Threshold practice: strict churn limits of 3–5% TVL/hour are applied for stable pools, while 5–10% for volatile pools depend on depth and seasonality. The rebalancing threshold is set using a combined trigger: net flow + slippage/spread growth, which is consistent with risk management in DeFi (Gauntlet protocol recommendations, 2022). Case study: at churn of -4% and slippage >0.5%, AI enables liquidity spillover and strict routing limits.
How to take into account compliance for large tributaries across bridges?

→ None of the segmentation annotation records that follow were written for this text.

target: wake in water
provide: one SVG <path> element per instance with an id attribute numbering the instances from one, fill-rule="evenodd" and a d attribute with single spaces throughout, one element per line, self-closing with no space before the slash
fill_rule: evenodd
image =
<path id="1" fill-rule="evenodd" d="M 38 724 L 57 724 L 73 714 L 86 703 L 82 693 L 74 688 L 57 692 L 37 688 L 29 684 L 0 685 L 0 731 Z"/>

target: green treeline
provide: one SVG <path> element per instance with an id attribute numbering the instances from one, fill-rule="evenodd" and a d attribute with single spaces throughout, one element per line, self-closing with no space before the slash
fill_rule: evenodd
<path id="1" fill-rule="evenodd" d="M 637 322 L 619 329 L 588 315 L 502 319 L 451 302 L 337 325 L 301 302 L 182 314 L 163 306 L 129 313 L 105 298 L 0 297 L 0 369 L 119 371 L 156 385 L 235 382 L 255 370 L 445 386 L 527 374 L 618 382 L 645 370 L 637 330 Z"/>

Compliance context: Large inflows through Bridge require monitoring of fund sources and compliance with KYC/AML standards (FATF, 2021; Chainalysis Crypto Crime Report, 2023). The risk of liquidity contamination is mitigated by transaction flags and restrictions on suspicious addresses. Case study: a series of transfers from “new” wallets with high amounts are flagged and analyzed before being admitted to pools.
How to set up alerts for stressful situations?
Operational scheme: alerts based on net flow, slippage, and TVL thresholds should have different severity levels (info/warning/critical) and channels (email, webhook). Incident management best practices are transferred from fintech (SRE playbooks, Google, 2020) to on-chain analytics: short windows (5–15 minutes) and confirmation by repeating the event. Case study: critical alert for outflow >7% TVL/hour with automatic activation of routing restrictions.
What strategies are suitable for LP in Azerbaijan?
Local adaptation: preference is for stable pools with transparent reporting, low slippage, and predictable flows, plus the publication of periodic net flow/TVL reports (OECD Digital Finance, 2022). For volatile pairs, narrow price ranges (concentrated liquidity) and alerts for cascading perp events are advisable. Case: LP allocates 70% of capital to stable pools with -3%/hour thresholds and 30% to volatile pairs with dTWAP execution and AI rebalancing.